The many faces of lymphomas and the CAR-T space
The numbers speak for themselves. In Italy, every year, there are an estimated 15,500 new cases of lymphomas: just over 13,000 are non-Hodgkin's, which are far more frequent. These neoplasms of the immune system, which originate from B-, T- or NK-type lymphocytes, can be indolent or aggressive. "They are treatable diseases and in many cases curable, thanks to the availability of numerous therapies that, in recent years, have changed the treatment scenario," explains Paolo Corradini, Professor of Haematology at the University of Milan and Director of the Division of Haematology and Bone Marrow Transplantation at the Fondazione IRCCS Istituto Nazionale dei Tumori in Milan. About 70% of patients with aggressive lymphomas can be cured and people with indolent lymphomas can achieve a very long disease-free survival of up to 15 years." CAR-Ts fit into these pathways that the haematologist can identify, on a case-by-case basis and based on precise appropriateness criteria. These are truly tailor-made approaches, designed for the individual patient. "These therapies are 'chemo-free', i.e. they do not involve use in combination with chemotherapy, with important advantages for patients," Corradini reports. "Furthermore, in patients refractory to chemotherapy, CAR-Ts can lead to cures when traditional treatments, such as chemotherapy, transplantation, or radiotherapy, do not offer advantages.

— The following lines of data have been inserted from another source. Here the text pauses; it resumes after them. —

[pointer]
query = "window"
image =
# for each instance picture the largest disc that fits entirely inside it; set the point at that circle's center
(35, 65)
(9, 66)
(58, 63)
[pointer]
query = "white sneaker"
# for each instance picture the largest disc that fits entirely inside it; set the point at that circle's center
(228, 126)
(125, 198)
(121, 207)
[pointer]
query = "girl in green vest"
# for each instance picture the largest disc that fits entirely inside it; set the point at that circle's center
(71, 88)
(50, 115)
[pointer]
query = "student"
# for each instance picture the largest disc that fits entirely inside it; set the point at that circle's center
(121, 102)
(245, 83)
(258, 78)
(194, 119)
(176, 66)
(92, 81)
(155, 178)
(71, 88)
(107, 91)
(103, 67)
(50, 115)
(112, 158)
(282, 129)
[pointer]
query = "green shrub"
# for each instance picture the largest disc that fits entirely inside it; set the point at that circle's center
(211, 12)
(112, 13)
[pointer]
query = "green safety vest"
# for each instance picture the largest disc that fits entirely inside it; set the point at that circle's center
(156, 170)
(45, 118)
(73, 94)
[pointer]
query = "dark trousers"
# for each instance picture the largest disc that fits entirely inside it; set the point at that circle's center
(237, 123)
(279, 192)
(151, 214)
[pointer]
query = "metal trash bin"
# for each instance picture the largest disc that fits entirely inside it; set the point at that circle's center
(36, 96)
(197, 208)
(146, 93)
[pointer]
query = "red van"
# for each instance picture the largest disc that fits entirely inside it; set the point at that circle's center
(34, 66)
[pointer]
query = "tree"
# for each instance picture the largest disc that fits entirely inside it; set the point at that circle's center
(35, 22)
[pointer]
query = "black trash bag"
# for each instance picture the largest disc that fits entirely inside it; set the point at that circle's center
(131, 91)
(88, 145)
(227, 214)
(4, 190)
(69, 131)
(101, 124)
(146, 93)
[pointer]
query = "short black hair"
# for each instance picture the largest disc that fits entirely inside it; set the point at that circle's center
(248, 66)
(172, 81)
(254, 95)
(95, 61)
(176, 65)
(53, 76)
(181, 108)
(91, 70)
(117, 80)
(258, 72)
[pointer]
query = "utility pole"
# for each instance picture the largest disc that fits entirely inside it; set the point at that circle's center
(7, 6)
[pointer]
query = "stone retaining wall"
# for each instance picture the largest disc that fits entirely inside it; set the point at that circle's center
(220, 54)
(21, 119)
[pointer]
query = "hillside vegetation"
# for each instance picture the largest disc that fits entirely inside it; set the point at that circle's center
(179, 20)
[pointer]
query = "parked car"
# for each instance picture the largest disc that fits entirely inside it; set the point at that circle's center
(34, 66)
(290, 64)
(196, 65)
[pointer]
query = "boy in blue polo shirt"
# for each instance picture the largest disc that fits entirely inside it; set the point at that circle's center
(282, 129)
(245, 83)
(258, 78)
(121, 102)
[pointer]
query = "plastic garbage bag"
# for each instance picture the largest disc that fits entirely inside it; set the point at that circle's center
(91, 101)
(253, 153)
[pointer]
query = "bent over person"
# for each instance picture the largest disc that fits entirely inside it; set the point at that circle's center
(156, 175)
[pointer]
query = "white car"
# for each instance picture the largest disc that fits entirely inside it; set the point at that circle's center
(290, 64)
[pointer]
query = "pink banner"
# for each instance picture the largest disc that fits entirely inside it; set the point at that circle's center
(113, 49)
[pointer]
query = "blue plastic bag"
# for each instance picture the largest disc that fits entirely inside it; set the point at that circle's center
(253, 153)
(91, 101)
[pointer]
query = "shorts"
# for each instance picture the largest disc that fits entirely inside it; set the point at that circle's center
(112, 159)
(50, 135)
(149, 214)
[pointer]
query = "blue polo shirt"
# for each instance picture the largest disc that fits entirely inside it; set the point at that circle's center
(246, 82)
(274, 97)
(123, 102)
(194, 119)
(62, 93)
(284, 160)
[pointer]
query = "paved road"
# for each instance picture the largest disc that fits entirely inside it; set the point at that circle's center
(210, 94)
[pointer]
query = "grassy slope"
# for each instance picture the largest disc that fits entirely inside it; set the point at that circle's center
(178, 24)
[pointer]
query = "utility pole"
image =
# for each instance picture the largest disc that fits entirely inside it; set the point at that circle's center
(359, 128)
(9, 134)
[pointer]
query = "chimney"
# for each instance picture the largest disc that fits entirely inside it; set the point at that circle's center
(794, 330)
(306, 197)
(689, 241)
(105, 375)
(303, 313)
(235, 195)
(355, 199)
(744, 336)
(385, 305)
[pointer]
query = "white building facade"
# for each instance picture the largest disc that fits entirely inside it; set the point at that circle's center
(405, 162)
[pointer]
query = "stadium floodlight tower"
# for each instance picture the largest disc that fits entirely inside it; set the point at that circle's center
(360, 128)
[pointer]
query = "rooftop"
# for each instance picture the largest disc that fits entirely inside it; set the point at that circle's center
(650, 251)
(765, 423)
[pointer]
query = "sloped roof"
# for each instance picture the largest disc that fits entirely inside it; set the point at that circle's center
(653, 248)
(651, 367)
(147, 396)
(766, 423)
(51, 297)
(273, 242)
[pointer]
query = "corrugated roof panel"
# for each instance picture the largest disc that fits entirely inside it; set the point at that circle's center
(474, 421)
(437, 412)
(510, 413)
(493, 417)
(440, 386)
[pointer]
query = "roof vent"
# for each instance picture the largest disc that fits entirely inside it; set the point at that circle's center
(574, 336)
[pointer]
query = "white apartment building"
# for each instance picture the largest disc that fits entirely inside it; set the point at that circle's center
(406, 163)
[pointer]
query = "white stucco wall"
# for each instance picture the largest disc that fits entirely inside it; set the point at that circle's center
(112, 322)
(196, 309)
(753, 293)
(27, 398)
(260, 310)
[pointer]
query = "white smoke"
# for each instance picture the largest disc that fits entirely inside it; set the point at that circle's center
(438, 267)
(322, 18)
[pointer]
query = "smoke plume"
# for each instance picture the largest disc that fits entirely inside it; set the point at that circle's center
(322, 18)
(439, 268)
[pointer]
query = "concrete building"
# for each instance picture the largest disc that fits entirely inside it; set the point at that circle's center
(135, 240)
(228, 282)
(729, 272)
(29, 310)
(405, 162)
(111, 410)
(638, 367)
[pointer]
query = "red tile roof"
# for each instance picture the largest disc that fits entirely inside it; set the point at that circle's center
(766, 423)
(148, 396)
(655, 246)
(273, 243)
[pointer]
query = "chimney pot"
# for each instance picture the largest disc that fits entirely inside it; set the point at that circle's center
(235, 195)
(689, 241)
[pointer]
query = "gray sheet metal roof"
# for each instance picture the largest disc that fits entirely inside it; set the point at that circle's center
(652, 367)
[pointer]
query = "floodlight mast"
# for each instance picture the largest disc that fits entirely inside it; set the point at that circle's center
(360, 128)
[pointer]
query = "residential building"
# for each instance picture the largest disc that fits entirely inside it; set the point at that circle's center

The value of early cell therapy
Coming to the specifics of liso-cel, treatment with these CAR-Ts is already available in Italy for patients relapsing or refractory to treatment after two or more lines of systemic therapy. Now the situation changes: these treatments can start earlier. "The extension of liso-cel's reimbursability by AIFA concerns patients who relapse after the first line. In this way, treatment with cell therapy is brought forward," says Corradini. In the TRANSFORM study, after a median follow-up of almost 34 months, patients with diffuse large B-cell lymphoma treated with liso-cel continue to show improved event-free survival and progression-free survival. Not only that. The objective response rate improved to 87% compared to 49% with standard therapy. The complete response rate, which in an aggressive disease such as large B-cell lymphoma is a prerequisite for cure, was 74% compared to 43%. This increase in complete response in the experimental arm with lyso-cel translates into improved survival'. According to the experts, in short, we are facing an important step forward in the way of treating large B-cell lymphomas, when they are refractory at onset or relapse early.
The future? Donor Car-Ts
On the research front, work is underway to develop allogeneic CAR-Ts, i.e. from donors. This is confirmed by Alessandro Bigagli, Senior Medical Head, Bristol Myers Squibb Italia, who points out that AIFA has also granted liso-cel the status of innovative drug, attributed on the basis of three fundamental criteria: therapeutic need, added clinical advantage, and strength of evidence. 'This recognition guarantees immediate access to reimbursability and automatic inclusion in regional therapeutic registries,' Bigagli said. We were pioneers in cell therapies and continue to transform the therapeutic scenario in haematology, developing solutions that represent a real paradigm shift. Today we are in fact engaged in the development of the second generation of autologous CAR-Ts, produced directly in the patient without the need for extraction and engineering in the laboratory, and studies are also underway on allogeneic CAR-Ts, obtained from healthy donors or pluripotent stem cells'. Objectives: to speed up production times and improve the efficacy and tolerability of treatments, in order to offer new opportunities to an increasing number of patients.